Don't forget to slip, slop, slap: Like you, your dog is also prone to sunburn on their exposed skin, such as their nose. You’re more than likely going to be teaching your dog to swim outside so make sure you have some sunscreen on hand. But be sure to check with your veterinarian on what they’d recommend. Canstar recently published an article on sunscreens safe for pets which you can read here.
Location is key: You need to find the perfect spot to teach your dog swimming. It’s ideal to do this at shallow lakes, or a pond, or the beach. You can even start with a kid paddling pool in the backyard to get them accustomed to the water. Avoid water bodies with currents like rivers and always be sure to read the signs to ensure 4 legged swimmers are permitted.

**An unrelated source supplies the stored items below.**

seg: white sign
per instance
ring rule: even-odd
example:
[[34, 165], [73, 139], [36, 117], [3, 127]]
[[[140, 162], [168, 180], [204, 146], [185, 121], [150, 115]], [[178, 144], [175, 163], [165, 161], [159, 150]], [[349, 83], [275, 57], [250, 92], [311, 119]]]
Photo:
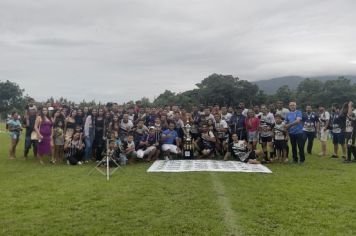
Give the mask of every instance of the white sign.
[[218, 171], [218, 172], [258, 172], [272, 173], [261, 164], [246, 164], [239, 161], [214, 160], [170, 160], [155, 161], [147, 172], [190, 172], [190, 171]]

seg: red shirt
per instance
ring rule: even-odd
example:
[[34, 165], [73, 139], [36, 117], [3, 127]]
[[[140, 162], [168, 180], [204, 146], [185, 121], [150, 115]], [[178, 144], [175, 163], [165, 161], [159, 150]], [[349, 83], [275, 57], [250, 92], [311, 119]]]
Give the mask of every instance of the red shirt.
[[257, 117], [246, 118], [245, 127], [247, 132], [257, 131], [259, 126], [260, 126], [260, 119], [258, 119]]

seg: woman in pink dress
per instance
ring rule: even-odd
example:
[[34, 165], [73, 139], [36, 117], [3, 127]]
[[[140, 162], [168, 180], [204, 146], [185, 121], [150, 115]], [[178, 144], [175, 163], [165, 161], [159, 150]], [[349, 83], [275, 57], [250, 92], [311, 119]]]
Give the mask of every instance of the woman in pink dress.
[[48, 109], [43, 107], [35, 123], [35, 131], [38, 135], [37, 154], [41, 164], [43, 164], [43, 156], [51, 156], [52, 153], [52, 125]]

Familiarize your dog with the Environment: Take some time to show your dog around the perimeter of the pool or beach. If there are any steps or ramps, guide them to climb up and down them several times so they can become accustomed to them and feel comfortable while also ensuring there’s no slippery surfaces.
Do your Research: Different dog breeds respond differently to water and swimming. You need to understand your own dog’s strengths and weaknesses so you can best understand how to train them.
Pawsitive Reinforcement: Like any dog training, positive reinforcement is key. Start off on the shallow side where they can still touch the ground. Toss a ball over to the shallow end of the beach and allow your dog to retrieve it. Keep repeating the exercise, tossing the ball just a little further. Every time your dog retrieves the ball, give it a little treat.
Carry your Dog: Once your dog is beyond the point wherein it can simply stand, you’ll have to start carrying your dog further. Wade into the water till you’re waist deep. Now hold on to your dog’s underbelly and place it on the water. They should naturally want to move their legs as a reaction – much like running.
Let it Start Paddling: Hold on to the dog’s underbelly for support. However, don’t do anything else. Allow your dog to start paddling or thrashing around on its own. Eventually, it will get familiar with the necessary rhythm.
Release: Let go of your dog once it seems confident, and start walking back towards the shore. Your dog will likely seem panicked and it will start following you. Keep watch of your dog from the corner of your eye. If you find that it’s struggling too much, carry it back to the shore.
Take Breaks: If your dog failed in the previous attempt take a break. Give a small treat to your dog. Sessions only need to be 3-5 minutes long. Then go back into the water and repeat the previous steps until your dog follows you on its own.
Safety First: Once your dog has taken like a duck to water still practice safety as even the best swimmers can find themselves in trouble. If you’ve got a pool in your backyard always keep the gate closed, and if you’re at the local beach be sure to keep a watchful eye on your dog.
If you follow these simple methods, your dog will be a pro swimmer in no time, and you’ll be able to enjoy all those beach holidays splashing around in the water with your pooch!